Over a 10-year period ending in 2011, Harvard Business School professor Noam Wasserman researched roughly 10,000 founders, finding that by a company’s third round of funding, half of all original CEOs were gone, the vast majority forced out by their board of directors or outside investors.

It’s no surprise to anyone who follows the industry. Sometimes, founders are ousted because a startup isn’t performing as expected. Sometimes, investors think a new CEO could do better. Lesser known is that CEOs are sometimes shown the door because a startup’s senior managers threaten to hightail it otherwise. In fact, in a recent blog post on the topic, venture capitalist Fred Wilson suggested the last scenario happens more than you might imagine. “If I think about the times I have had to remove a CEO,” wrote Wilson, “by far the most common reason was the loss of confidence of the team in the CEO.”

It doesn’t have to be that way, say grizzled startup veterans and advisors. Among them is Bill Tobin, a business consultant and coach at Strayer Consulting Group, a firm that has worked with hundreds of Silicon Valley startups and venture capital firms over the last 30 years.

Tobin relies on “360-degree performance evaluations” to identify and sometimes fix problems with CEOs. He cites one example of a founder that board members were ready to dispatch. After Tobin discovered that the CEO was having problems working through a family tragedy, the board decided to keep the CEO, and the company was sold for a profit a year later.

Still, engaging with a firm like Strayer can be costly, and many startups don’t recognize how troubled they are until they reach the point of no return. “The companies that most need to do them don’t,” says Tobin. “360s and the subsequent feedback [they produce] is like marriage counseling. People should go before they’re wed; instead, by the time they visit a marriage counselor, it’s usually too late.”

It’s a scenario that investor and entrepreneur Paul Kedrosky knows well. He recalls “literally golfing with senior management of a company in which I’d been involved as an investor. And I was told that if something didn’t change at the CEO level, they’d all leave.” Kedrosky’s first question to the group was, “Did you tell the CEO this? Because it’s much better if you resolve it yourselves.”
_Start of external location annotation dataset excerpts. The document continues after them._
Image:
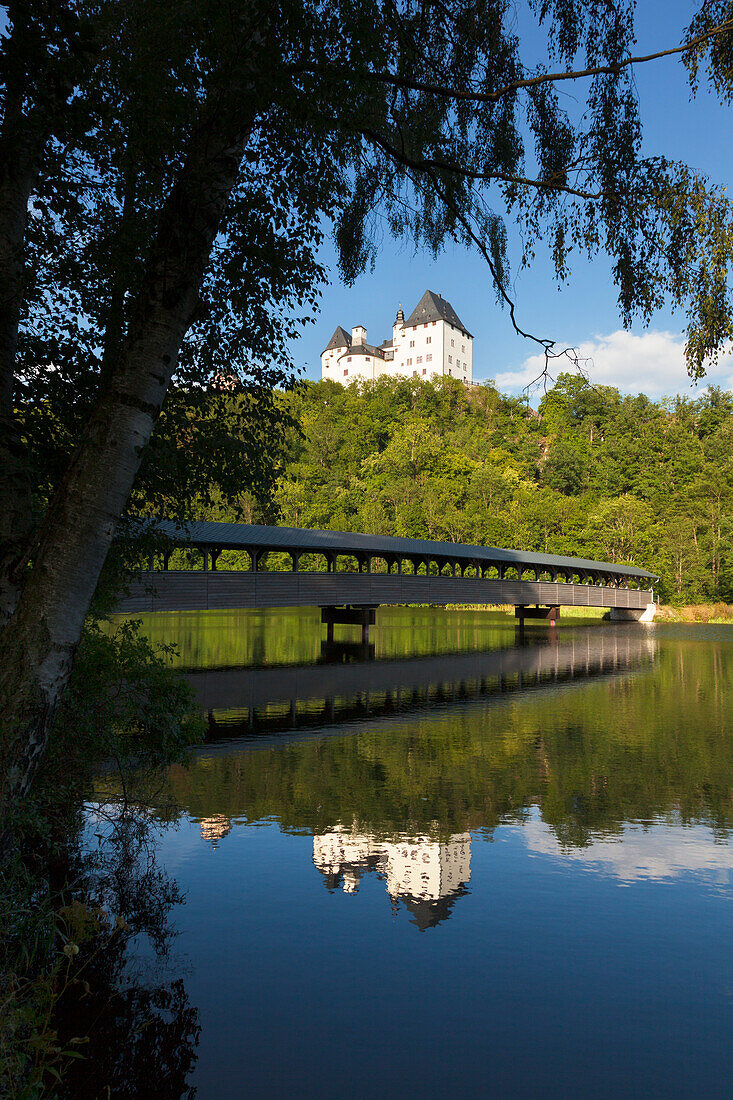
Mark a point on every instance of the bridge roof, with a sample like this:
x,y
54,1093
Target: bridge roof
x,y
208,536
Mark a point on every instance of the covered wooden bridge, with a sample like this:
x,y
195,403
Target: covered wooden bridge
x,y
349,574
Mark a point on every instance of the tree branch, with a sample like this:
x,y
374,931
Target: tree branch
x,y
492,97
470,173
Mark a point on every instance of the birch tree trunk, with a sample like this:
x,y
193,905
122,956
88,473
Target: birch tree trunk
x,y
37,646
21,147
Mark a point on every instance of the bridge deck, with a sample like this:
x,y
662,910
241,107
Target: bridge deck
x,y
173,591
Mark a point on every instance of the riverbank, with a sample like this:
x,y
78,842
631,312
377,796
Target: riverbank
x,y
691,613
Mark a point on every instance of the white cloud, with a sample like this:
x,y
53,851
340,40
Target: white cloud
x,y
656,851
652,363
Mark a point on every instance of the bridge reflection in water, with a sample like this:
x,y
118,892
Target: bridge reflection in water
x,y
429,870
251,703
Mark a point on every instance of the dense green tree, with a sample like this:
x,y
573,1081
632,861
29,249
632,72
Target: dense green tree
x,y
467,464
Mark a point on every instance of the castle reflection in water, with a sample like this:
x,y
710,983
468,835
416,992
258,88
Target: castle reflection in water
x,y
425,873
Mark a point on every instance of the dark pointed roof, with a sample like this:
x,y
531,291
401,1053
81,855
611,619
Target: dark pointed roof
x,y
431,307
340,339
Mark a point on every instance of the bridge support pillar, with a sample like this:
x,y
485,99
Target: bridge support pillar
x,y
550,613
348,616
634,615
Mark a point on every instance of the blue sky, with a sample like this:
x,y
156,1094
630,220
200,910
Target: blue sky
x,y
581,312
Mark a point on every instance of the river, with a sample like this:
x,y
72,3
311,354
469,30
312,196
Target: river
x,y
453,864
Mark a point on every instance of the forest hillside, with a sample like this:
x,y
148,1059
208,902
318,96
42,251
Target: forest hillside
x,y
590,472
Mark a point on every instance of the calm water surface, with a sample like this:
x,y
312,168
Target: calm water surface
x,y
455,865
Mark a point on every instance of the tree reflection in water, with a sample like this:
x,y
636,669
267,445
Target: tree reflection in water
x,y
139,1030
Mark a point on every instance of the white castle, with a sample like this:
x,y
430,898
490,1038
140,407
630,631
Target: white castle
x,y
426,873
431,341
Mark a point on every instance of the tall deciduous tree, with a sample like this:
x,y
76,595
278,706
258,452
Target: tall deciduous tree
x,y
171,168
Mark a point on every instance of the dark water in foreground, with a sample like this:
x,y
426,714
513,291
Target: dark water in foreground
x,y
463,867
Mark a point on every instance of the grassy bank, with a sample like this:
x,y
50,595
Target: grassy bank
x,y
696,613
691,613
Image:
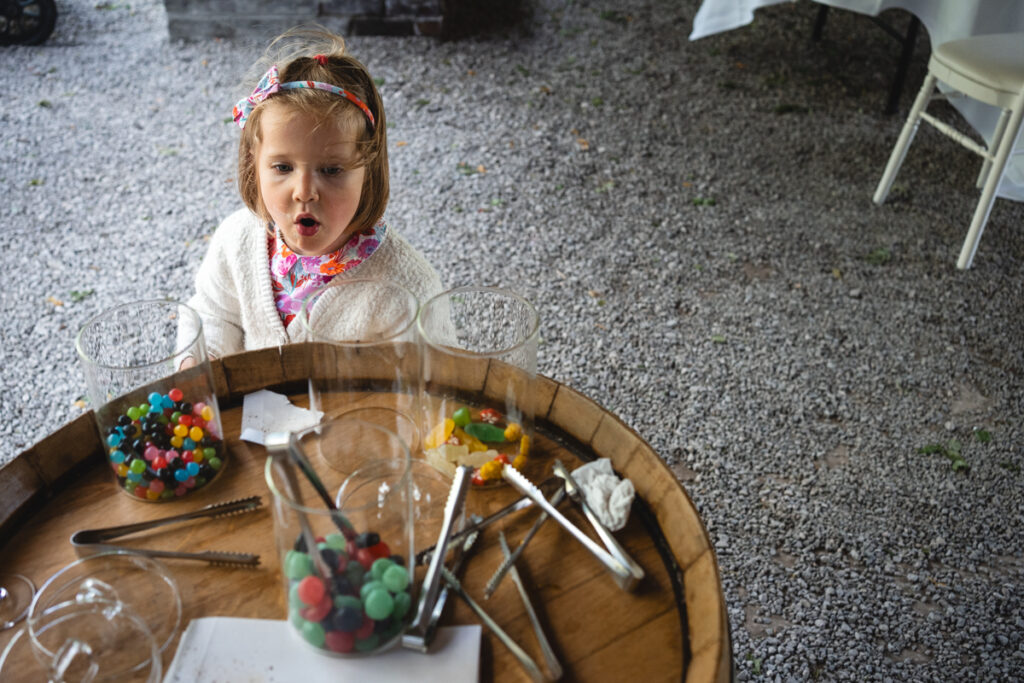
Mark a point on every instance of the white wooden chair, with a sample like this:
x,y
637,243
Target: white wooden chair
x,y
989,69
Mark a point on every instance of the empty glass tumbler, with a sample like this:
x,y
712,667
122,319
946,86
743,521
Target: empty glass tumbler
x,y
479,374
152,389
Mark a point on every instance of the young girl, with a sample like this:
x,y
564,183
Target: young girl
x,y
313,175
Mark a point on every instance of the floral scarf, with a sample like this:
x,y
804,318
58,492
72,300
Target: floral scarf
x,y
293,278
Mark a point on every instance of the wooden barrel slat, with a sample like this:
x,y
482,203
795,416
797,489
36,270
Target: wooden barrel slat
x,y
600,632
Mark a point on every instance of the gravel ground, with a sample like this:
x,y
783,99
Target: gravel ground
x,y
694,222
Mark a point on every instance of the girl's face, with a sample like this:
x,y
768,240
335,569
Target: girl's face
x,y
306,179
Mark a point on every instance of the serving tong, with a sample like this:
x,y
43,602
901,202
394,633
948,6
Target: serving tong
x,y
612,557
91,541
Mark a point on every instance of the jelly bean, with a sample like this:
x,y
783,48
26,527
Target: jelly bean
x,y
368,644
335,541
461,417
491,416
313,633
371,585
367,539
378,603
311,590
402,601
293,597
365,557
339,641
297,565
366,629
349,601
439,433
379,567
485,432
395,579
320,610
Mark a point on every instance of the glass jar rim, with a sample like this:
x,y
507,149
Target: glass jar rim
x,y
179,348
535,323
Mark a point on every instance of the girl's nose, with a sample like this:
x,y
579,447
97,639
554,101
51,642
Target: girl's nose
x,y
305,187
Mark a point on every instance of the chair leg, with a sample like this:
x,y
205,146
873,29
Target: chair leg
x,y
1000,127
905,137
991,184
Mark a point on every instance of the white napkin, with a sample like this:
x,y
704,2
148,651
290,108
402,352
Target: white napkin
x,y
227,648
608,497
265,412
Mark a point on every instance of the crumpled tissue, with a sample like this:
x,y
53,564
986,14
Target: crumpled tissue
x,y
265,412
609,497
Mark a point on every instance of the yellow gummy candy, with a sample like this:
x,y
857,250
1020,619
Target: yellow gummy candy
x,y
473,442
439,434
492,470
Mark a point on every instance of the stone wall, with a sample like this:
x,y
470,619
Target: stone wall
x,y
197,19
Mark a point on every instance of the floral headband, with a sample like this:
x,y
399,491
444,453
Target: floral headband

In this particular case, says Kedrosky, the board conducted its own investigation and wound up firing the CEO, an outcome that he characterizes as “nobody’s first choice of options.”

But the outcome could have been the reverse, where some of the employees were fired, which Kedrosky has also seen and characterizes as equally difficult. “The CEO ends up defending themselves and the board has to decide: Do I back the CEO or this employee?”

Either way, says Kedrosky, once a board is involved in an internal dispute, there’s usually carnage. “Once you get mom and dad involved,” he notes, “everyone is going to end up doing the dishes.”

Little wonder that Steve Eskenazi, an active angel investor and board member, advocates for establishing ground rules for communication very early on.

“Before you take professional money, a pro forma conversation should take place between the CEO and the founding team and the investors as to how much access and openness they want to encourage.” That conversation is especially important given that much of the time, investors are helping to recruit the management team and could thus already have strong ties to some employees. “Without rules of engagement, it becomes a free-for-all,” says Eskenazi. “You’re just asking for potential problems.”

In Tobin’s view, it’s crucial for a CEO to establish these boundaries. Indeed, while CEOs should encourage “an open ongoing dialogue,” he suggests that CEOs who bow out of the discussion entirely do so at their own risk. “As a CEO, if one of my board members wants to talk with my team, [I say] just let me know, and let me know what the topic is, and if it’s useful, let me know what happens and if anything useful came out of it.”

Tobin also suggests that CEOs treat senior managers as possible future CEOs, including allowing them to feel comfortable building relationships with the startup’s board members. A CEO “should want his or her team to operate independently to make good decisions,” he says. He or she should also want senior managers to “have [board-level] relationships, so if they go on to raise money, it’s not the first time they’re sitting down with venture capitalists.”